Twitter, Facebook, YouTube y Google ayudaron en la búsqueda de desaparecidos y sirvieron para tranquilizar a familiares y para atenuar el impacto del sismo.
Testigos. Las personas sorprendidas por el temblor compartieron con el mundo sus impresiones, temores y angustias. YouTube fue un testigo directo de la tragedia.

Las redes sociales se han sabido ganar un protagonismo central cada vez que los países o sus sociedades se ven sacudidos. No importa si la causa son tragedias naturales o revueltas libertarias. Así como la mecha que desató las protestas que derribaron a legendarios tiranos de Medio Oriente y el norte de Africa fue la página de amigos en Facebook de Mohamed Bouazizi, el tunecino que se inmoló, Twitter, Google, Facebook y otras páginas de intercambio cumplieron un papel muy importante ante el sismo y el tsunami que asolaron Japón este viernes. Como hiciera con el terremoto de Chile, en febrero de 2010, Google utilizó su página principal para colocar herramientas que ayudaran a encontrar a las víctimas de la tragedia. “Se esperan olas de tsunami en la región del Pacífico, causadas por el terremoto de (magnitud) 8,9 en Japón”, señalaba el mensaje colocado justo abajo del campo de búsqueda. También había un servicio especial para localizar personas desaparecidas. El gigante de Internet también lanzó una página de respuesta a la crisis titulada Google Crisis Response. La herramienta incluye un “buscador de personas” en inglés y japonés, que permite a los usuarios pedir y proveer información sobre individuos, y que hacia finales del viernes ya había recibido casi 10 mil registros.

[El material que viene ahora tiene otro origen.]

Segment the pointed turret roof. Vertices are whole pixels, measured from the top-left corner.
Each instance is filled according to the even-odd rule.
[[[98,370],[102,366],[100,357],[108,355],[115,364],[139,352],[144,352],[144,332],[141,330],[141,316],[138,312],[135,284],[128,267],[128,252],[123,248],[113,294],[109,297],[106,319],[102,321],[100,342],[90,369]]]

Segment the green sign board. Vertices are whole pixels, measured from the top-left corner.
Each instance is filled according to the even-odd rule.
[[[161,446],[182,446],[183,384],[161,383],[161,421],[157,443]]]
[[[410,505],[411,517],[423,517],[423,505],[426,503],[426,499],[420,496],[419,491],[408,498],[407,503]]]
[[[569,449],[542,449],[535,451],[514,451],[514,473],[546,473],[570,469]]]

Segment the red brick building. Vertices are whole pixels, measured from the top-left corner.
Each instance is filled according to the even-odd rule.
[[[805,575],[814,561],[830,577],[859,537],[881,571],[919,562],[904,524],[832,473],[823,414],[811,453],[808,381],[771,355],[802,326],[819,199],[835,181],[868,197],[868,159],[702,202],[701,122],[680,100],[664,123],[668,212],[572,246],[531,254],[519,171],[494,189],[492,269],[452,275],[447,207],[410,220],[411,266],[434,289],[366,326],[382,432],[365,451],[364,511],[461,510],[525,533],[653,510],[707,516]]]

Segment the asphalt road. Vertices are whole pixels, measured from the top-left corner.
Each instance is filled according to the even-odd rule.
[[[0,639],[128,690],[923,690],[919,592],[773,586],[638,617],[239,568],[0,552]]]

Por su parte, Twitter funcionó como una gigantesca y ágil autopista de avisos, datos, consejos y advertencias cuando se esperaban réplicas del tsunami o del terrible temblor. En segundos, la cuestión se convirtió en trending topic, o tema del momento. Los twitts hablaban de unión, de desconsuelo, de reflexión. Millones de japoneses y chilenos, peruanos y ecuatorianos, utilizaron también Facebook para contactar a sus familiares y darles tranquilidad. Unos, ante la tragedia; otros, ante la amenaza de tsunamis.

Un capítulo aparte fue YouTube, que una vez más fue un testigo casi en directo del rostro humano de una tragedia. Miles de desconocidos subieron sus propios videos para testimoniar cómo los sorprendió el terremoto. Es un auténtico tesoro del abanico de reacciones de la naturaleza humana ante la adversidad: hay quienes ríen nerviosos, quienes resisten dignamente sin expresar temor o quienes se asustan mortalmente.